Torugart Pass is a border crossing between Kyrgyzstan and China

Torugart Pass is a high mountain pass at an elevation of 3.752m (12,310ft) above sea level, located on the border of Kyrgyzstan and China. 

Torugart Pass

Is difficult to cross the Torugart Pass?

Set high in the Tian Shan mountain range, Torugart is one of Asia’s most unpredictable border posts. There is a ton of paperwork, permits, invitations and checkpoints all the way from Naryn in Kyrgyzstan to Kashgar in China. Without the right preparation, things can go terribly wrong. Even the most painstaking arrangements can be thwarted by logistical gridlock on the Chinese side or by unpredictable border closures (eg for holidays, snow or heaven knows what else). This remote mountain pass is one of two border crossing between Kyrgyzstan and China and it’s billed as one of the most logistically difficult international borders to cross in the world. The pass opens only from 9h - 13h to cross from Kyrgyzstan to China - and from 14h to 18h to cross from China to Kyrgyzstan. It is closed on weekends and holidays - also closed sometimes in winter-. The special regulations and the remoteness of the border post can make this one a daunting experience for the unwary independent traveler. Travelers have often been turned back for not having the right documents. On the contrary, some travelers with no documents seem to have breezed through, breaking all the supposedly inflexible regulations on the way. It is highly unpredictable but we do not suggest that you take any risks. It can all be done in a reliable fashion.

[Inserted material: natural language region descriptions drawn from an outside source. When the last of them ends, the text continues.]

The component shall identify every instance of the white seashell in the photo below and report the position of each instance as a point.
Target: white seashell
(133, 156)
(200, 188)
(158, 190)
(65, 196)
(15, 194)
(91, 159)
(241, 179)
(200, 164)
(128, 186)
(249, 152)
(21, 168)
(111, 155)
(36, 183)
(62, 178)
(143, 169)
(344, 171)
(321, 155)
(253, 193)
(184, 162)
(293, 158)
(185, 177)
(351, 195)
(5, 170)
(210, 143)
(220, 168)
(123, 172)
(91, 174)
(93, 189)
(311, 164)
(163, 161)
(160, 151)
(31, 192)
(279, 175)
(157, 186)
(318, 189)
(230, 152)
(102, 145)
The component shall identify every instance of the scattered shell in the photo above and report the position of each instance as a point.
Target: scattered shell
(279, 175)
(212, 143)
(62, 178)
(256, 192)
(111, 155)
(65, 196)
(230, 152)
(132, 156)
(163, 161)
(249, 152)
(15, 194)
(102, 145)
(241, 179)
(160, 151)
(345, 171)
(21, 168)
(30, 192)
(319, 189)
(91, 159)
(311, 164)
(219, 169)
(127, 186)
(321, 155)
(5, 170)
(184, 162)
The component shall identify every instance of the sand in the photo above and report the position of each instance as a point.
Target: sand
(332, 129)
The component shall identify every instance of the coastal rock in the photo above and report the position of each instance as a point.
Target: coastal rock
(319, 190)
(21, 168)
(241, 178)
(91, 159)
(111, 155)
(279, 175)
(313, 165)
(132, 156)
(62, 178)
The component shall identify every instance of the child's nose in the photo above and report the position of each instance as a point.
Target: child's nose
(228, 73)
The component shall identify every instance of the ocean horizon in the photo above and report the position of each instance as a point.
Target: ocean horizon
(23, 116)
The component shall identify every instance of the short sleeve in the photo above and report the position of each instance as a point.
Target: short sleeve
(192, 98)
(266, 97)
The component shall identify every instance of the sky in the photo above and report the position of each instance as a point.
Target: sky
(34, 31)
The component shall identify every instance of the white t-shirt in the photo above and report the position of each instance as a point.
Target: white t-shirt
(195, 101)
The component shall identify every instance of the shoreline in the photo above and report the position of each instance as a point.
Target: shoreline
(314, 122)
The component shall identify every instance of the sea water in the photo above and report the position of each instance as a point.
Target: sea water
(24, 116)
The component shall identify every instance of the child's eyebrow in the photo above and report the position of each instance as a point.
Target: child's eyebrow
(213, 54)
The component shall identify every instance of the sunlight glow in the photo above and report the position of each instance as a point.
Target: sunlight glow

Is the Torugart Pass paved?

The pass links the Naryn Province of Kyrgyzstan (A365 road) and the Xinjiang Autonomous Region of China (S212 road). The road is mostly paved, with unpaved sections on the highest parts.

Is the Torugart Pass open?

This road is theoretically kept open all year, but it's icy and dangerous in winters. It’s normally snow-free from late May through to September. It can close anytime due holidays on either side, or too much traffic. The Chinese side of the pass is a forlorn, high altitude desert landscape where perhaps the border guards have been sent in punishment for indiscretions in more hospitable climes. However, on literally rounding a corner after the no man’s land on the way into Kyrgyzstan, you’ll find the Kyrgyz guards enjoying much more salubrious scenery; lush green mountain meadows undulate away to the horizon, like a cinematic idyll or dramatic extrapolation of a child’s drawing. You’ll be smiling and breathing in deep while setting up camp with this soul-lifting treat spread before you, and the rest of stunning Kyrgyzstan beyond. Most of the traffic through the pass is trucks carrying scrap metal and animal hides from Kyrgyzstan, or porcelain, thermoses, beer and clothing from China. The trucks accumulate in huge tailbacks at both sides, for 500m or more in the mornings. Usually groups and travellers have to switch vehicles on the border line. That means you have to use Chinese transport on Chinese side and Kyrgyz transport on Kyrgyzstan side. The switch is done at the border line of the neutral zone. At this point you have already left one country but haven't entered another.

When was the Torugart Pass built?

The pass is known as the favorite crossing for the caravans along the Silk Road and marauding armies of Genghis Khan. The first modern road along the route was built in 1905 by Russians for trade purposes. Wildly scenic, this pass winds its way from the rugged south of Kyrgyzstan through the snow-capped Tian Shan Mountains to the far western reaches of China. It is remote and deserted, and sees relatively few foreigners due to the extraordinary bureaucratic procedures required to get across it. No fewer than five separate checkpoints, with gun-toting soldiers at each checking your documents, luggage checks, x-rays, form filling and long waits.